Bury Me an Angel is a 1971 American biker film from director Barbara Peeters, who was script supervisor on Angels Die Hard (1970). She was the first woman to direct a biker film. The film was acquired by Roger Corman's New World Pictures.

==Plot==
After learning that her brother has been murdered, biker Dag (Dixie Peabody) sets out on the road with two close friends to find the killer. As they travel, they encounter various people and conflicts, and Dag’s emotional struggle becomes increasingly apparent, leading to a final violent confrontation with her brother’s murderer.

==Cast==
- Dixie Peabody as Dag
- Terry Mace as Jonsie
- Clyde Ventura as Bernie
- Joanne Moore Jordan as Annie
- Marie Denn as Bernice
- Dennis Peabody as Dennis
- Stephen Whittaker as The Killer
- Gary Littlejohn as Bike Shop Proprietor
- David Atkins as Preacher
- Janelle Pransky as Dag as a Little Girl
- Beach Dickerson as Harry
- Dan Haggerty as Ken

==Production==
Barbara Peeters first conceived the idea for the film when, while working on Richard Compton's biker drama Angels Die Hard, supporting player Rita Murray told her she was looking to produce films of her own.
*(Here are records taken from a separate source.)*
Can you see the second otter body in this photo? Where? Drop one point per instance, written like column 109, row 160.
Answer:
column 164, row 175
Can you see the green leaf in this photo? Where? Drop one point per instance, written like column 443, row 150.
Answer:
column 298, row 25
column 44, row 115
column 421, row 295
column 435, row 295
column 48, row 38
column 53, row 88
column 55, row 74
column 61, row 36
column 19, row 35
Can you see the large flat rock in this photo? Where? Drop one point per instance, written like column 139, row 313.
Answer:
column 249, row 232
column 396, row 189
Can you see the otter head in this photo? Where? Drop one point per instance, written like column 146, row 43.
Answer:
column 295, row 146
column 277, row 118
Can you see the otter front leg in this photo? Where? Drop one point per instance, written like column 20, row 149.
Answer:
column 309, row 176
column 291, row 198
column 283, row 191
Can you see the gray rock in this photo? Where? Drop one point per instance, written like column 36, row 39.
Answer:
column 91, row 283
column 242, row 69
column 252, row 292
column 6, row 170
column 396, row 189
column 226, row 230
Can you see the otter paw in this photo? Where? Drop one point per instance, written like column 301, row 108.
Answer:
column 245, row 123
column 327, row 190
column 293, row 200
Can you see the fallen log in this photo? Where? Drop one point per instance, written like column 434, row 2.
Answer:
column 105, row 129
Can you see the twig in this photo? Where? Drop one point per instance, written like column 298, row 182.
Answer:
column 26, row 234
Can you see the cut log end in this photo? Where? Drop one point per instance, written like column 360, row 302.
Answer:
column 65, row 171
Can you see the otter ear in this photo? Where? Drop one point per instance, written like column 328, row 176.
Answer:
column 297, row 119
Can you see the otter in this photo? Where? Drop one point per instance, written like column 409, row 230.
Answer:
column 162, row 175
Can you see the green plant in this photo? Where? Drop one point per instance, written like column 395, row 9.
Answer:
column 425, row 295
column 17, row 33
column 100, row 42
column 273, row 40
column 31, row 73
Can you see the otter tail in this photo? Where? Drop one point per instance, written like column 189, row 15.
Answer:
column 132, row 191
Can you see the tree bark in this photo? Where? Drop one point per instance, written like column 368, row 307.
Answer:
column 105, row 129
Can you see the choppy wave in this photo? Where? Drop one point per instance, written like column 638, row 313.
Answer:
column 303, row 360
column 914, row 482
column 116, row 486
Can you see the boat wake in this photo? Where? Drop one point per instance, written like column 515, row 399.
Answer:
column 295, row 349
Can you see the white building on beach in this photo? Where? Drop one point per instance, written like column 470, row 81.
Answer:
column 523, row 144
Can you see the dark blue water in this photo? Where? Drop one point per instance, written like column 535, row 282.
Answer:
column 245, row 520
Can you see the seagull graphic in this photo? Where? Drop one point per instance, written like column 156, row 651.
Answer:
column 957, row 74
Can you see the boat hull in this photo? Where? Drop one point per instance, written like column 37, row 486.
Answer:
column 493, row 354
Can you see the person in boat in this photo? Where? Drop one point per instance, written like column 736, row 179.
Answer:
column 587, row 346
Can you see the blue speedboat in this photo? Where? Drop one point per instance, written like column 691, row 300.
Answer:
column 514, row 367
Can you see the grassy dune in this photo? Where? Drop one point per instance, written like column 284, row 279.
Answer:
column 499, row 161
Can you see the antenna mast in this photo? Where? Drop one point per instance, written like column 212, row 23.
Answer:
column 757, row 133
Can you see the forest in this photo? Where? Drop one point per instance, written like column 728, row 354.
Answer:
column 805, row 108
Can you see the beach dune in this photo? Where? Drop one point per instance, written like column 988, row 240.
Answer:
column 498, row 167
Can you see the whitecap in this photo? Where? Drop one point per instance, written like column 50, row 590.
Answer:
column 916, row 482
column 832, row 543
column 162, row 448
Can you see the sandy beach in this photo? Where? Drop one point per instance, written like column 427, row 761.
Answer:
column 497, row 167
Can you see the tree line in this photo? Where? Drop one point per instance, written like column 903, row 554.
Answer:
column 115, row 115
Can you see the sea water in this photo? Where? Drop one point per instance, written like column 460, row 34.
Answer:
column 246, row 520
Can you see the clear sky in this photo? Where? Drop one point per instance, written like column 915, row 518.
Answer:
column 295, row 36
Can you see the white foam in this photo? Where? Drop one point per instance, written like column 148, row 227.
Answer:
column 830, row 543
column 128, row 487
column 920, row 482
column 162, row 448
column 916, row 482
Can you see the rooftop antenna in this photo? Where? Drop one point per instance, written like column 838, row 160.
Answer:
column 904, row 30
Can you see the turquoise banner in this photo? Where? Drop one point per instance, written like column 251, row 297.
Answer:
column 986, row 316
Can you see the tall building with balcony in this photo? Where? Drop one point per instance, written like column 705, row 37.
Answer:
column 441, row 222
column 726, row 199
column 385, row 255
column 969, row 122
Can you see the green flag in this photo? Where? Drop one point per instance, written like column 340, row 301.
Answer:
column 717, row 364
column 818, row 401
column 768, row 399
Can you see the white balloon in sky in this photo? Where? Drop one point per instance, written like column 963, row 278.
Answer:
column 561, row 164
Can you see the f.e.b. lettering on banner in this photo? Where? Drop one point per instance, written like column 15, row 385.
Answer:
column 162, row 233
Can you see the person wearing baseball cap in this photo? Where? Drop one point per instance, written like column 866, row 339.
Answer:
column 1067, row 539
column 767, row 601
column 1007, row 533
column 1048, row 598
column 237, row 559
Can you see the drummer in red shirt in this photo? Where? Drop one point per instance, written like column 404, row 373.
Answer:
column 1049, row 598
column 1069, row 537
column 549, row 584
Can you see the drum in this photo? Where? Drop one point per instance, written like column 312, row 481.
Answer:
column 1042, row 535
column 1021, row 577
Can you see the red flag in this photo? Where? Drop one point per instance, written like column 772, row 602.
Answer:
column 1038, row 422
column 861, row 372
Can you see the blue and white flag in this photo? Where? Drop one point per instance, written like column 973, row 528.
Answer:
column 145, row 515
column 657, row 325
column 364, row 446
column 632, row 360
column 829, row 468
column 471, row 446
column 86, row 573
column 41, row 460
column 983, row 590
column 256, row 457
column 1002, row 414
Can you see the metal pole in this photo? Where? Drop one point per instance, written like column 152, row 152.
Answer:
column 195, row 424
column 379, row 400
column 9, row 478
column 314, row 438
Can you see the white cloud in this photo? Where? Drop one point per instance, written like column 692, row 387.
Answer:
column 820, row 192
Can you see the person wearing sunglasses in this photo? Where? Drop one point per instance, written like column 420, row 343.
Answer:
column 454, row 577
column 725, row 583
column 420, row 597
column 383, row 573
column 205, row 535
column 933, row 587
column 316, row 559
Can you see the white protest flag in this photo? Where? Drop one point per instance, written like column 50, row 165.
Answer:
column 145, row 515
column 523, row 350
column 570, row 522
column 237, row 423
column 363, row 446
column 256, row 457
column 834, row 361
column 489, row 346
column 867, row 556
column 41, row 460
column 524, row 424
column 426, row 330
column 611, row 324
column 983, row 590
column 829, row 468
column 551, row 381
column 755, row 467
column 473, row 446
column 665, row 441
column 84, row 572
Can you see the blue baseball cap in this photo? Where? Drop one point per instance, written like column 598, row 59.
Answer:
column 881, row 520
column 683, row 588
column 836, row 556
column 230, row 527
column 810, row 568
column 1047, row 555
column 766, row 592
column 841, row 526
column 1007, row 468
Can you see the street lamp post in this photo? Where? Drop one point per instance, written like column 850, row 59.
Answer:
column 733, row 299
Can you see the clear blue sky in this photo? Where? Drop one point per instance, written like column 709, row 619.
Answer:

Peeters invented the plot on the spot, and rush-wrote a first draft overnight to present to Murray and her investors days later. She was given $90,000 to make the film. Peeters said she made the film for $60,000 and gave the balance back to the investors. "How stupid can you be?" she later laughed.

Peeters had made films before but says this was her "first real movie that was mine."

Beach Dickerson has a small role and helped produce the movie, which was shot on location in California. The script's original title was The Hunt.

Peeters said she cast Peabody because "She was gorgeous she was six feet tall she was a biker." The film also marked the first speaking role for Dan Haggerty.

Peeters included a scene where a head spewed blood because "it's a story about a girl who goes slowly insane while looking for her brother's killer. How could I make the audience understand what she's going through unless they are shocked in the same way she was."

Peeters cast some real bikers with whom she had worked with on other biker movies.

==Release==
Peeters received a distribution contract from Roger Corman for the movie and she worked for him for the next eight years.

Corman said Peeters "did quite a good job" and thought "the film was notable because Barbara got a really beautiful girl to play the lead who was really striking on the motorcycle. We used her in the ads, in the trailers, and on TV dates."